Photo by Jesse David Green


On a stretch of Michigan Avenue in Corktown that’s laden with new restaurant “concepts,” Ima is a noodle-centric pay-at-the-register one-off. The small menu and no-frills layout read as new-school utilitarian, but the food is meticulous in a way that fast-casual rarely is. The yaki udon is slathered in a velveteen sesame-butter sauce so unctuous it could double as a healing face mask.

Photo by Jesse David Green

Good Cakes and Bakes

April and Michelle Anderson’s bakery, Good Cakes and Bakes, was one of the very first businesses to reemerge on this once super-busy stretch of Livernois Avenue, just south of 8 Mile and Baker’s Keyboard Lounge, a great historical Detroit stop. Pastry chef April presents a slew of all-organic sugar bombs, including a St. Louis–style Lemon Gooey Butter Cake. The OMG bar—ganache, homemade (and perfect) marshmallow, graham- cracker bottom—is a s’more in a tuxedo. The shop has become a neighborhood hangout, with pop-ups from the local food-business incubator FoodLab Detroit and open mics—it even doubles as a UPS access point.

Photo by Jesse David Green

Scotty Simpson's Fish & Chips

Scotty Simpson's is a faith builder for a fish-and-chips skeptic. The interior design is...if your grandparents’ carpeted basement was a banquet room with a fryer in it. The owner, Harry Barber, has been frying fish here in Brightmoor for 50 years. He stands over the fryer in a way I’ve never seen a cook in a kitchen do. It’s as if he understands some deep mystery about the baskets and the oil—the roil. As a consequence, his cod, flown in daily, ends up being a flaky delicacy steamed inside a fried pastry. It is precision. The Charles Gabriel of Detroit fish.

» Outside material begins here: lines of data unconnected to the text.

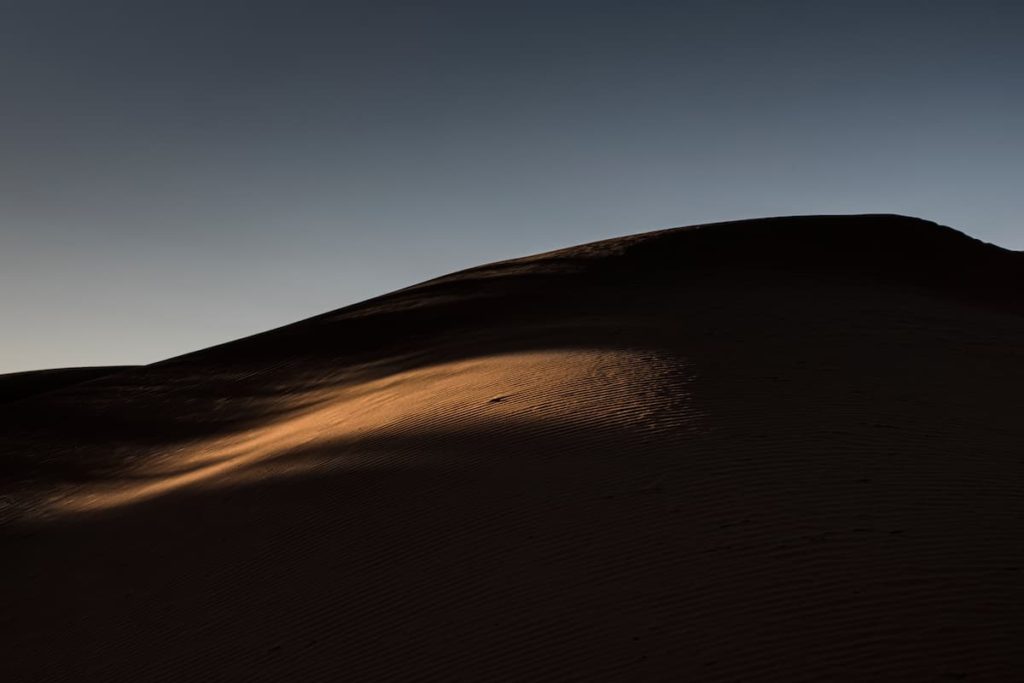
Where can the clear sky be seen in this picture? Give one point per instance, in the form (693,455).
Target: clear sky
(179,173)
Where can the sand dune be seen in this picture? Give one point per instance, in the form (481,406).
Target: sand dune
(780,450)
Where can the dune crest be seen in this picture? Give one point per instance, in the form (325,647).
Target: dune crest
(780,450)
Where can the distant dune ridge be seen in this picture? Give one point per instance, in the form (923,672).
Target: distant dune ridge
(780,450)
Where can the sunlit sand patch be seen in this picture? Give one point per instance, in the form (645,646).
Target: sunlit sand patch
(512,390)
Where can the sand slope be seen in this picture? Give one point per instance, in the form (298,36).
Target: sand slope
(783,450)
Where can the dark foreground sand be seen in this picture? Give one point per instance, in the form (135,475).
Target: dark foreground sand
(784,450)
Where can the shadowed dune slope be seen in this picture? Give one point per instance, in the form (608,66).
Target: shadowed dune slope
(779,450)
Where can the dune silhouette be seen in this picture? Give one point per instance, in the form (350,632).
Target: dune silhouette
(783,449)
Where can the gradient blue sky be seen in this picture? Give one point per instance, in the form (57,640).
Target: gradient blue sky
(175,174)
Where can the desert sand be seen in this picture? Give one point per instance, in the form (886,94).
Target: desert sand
(777,450)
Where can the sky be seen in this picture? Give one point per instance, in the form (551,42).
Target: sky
(179,173)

Photo by Jesse David Green

Detroit Style...Chili

“Coney Island” refers both to a type of hot dog and the places serving them. The Coney is a snap-casing dog in a steamed bun covered with a hearts-kidneys-ground beef chili sauce, white onions, and yellow mustard. Most places use a local chili sold frozen, but the standout spots still make their own. The best downtown version is Lafayette, whose chili is served steel forge–hot. Marcus Hamburgers, deep in a neighborhood right out of the first season of True Detective, pours chili creamy with roux over a rectangular beef patty. Sort of like White Castle on growth hormones.

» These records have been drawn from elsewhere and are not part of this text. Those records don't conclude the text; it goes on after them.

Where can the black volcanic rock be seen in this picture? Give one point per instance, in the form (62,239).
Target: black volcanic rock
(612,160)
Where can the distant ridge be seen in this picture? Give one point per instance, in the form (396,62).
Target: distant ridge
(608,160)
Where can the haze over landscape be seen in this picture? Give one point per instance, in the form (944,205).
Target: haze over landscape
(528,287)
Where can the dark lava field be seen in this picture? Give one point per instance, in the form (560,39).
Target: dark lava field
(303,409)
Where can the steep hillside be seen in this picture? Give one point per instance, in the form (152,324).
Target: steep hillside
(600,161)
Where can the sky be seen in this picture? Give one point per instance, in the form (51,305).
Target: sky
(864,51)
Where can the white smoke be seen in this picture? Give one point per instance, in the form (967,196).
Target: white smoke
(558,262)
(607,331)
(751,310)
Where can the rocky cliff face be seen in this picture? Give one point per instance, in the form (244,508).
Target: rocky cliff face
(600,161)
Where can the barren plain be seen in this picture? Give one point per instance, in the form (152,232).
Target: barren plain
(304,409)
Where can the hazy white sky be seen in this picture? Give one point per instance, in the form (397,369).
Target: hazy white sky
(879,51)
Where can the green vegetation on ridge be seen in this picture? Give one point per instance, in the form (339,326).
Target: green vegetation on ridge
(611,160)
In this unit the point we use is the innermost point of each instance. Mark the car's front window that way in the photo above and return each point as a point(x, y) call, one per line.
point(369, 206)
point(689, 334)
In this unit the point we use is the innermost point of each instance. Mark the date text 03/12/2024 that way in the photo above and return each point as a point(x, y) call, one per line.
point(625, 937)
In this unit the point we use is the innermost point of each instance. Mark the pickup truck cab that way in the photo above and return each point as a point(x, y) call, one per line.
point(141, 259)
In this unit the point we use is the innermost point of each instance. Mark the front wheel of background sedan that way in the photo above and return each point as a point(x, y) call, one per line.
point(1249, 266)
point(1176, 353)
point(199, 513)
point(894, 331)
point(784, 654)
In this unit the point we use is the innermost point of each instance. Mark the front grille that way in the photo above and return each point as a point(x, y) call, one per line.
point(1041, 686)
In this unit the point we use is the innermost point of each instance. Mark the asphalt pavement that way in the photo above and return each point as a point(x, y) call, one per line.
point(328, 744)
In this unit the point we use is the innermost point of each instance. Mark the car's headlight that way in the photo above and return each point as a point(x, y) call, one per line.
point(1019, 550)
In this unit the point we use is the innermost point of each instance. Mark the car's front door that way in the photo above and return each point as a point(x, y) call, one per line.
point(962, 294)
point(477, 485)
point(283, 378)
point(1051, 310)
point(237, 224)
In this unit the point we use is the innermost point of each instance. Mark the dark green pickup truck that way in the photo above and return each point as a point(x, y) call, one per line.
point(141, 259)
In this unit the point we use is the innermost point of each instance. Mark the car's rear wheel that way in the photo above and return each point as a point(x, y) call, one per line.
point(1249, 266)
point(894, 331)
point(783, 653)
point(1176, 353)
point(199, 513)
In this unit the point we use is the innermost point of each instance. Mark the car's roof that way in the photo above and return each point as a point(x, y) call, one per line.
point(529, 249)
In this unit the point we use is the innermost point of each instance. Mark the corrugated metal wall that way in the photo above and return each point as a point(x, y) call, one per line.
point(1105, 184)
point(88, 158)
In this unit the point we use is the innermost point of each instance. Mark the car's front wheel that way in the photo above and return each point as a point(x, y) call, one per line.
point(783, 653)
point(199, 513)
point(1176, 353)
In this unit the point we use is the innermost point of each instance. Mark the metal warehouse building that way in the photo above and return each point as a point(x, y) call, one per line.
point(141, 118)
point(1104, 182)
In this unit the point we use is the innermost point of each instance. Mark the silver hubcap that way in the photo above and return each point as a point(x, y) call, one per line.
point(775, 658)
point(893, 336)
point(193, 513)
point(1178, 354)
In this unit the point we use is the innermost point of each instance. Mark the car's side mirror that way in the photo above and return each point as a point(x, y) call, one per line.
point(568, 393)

Photo by Jesse David Green

Detroit Style...Pizza

Square-cut with gooey dough, golden crust, and highly sought-after corner slices, Detroit-style pizza continues to breach improbable provincial pizza borders. But even locally, there’s still wild variation among square pies. My wife likes the chain Jet’s because it’s a seven-minute walk from where we live. We order it well-done— the caramelization is essential for Detroit pie—and then drown it in Parmigiano-Reggiano. At Amar in Hamtramck, the Naga pie (ghost pepper, chicken, cilantro) is a must. When we dine out at one of the regional independents, though, we usually end up at Loui’s, the interior bathed in coral Naugahyde and the incredibly buttery pie drowning in sauce.

Photo by Jesse David Green

Detroit Style...Toum

While Coneys and pizza are the most well-known Detroit food, the thing most argued about here is toum. This Lebanese garlic emulsion is the cousin to aioli and allioli, and its construction and personality are equally specific, differing, and well-guarded. Rarely called by its actual name, it’s often referred to as garlic sauce/dip/spread, or gruntingly, “garlic.” Omnipresent at Lebanese restaurants in metro Detroit, toum is slathered inside shawarma, eaten a forkful at a time on meats, and melted on fresh pitas. My current toum fave is at new-school banger Kanun Grill, but the Best in Show year after year is Beirut Bakery, where a touch of egg white turns it so airy and smooth that it becomes something closer to mousse.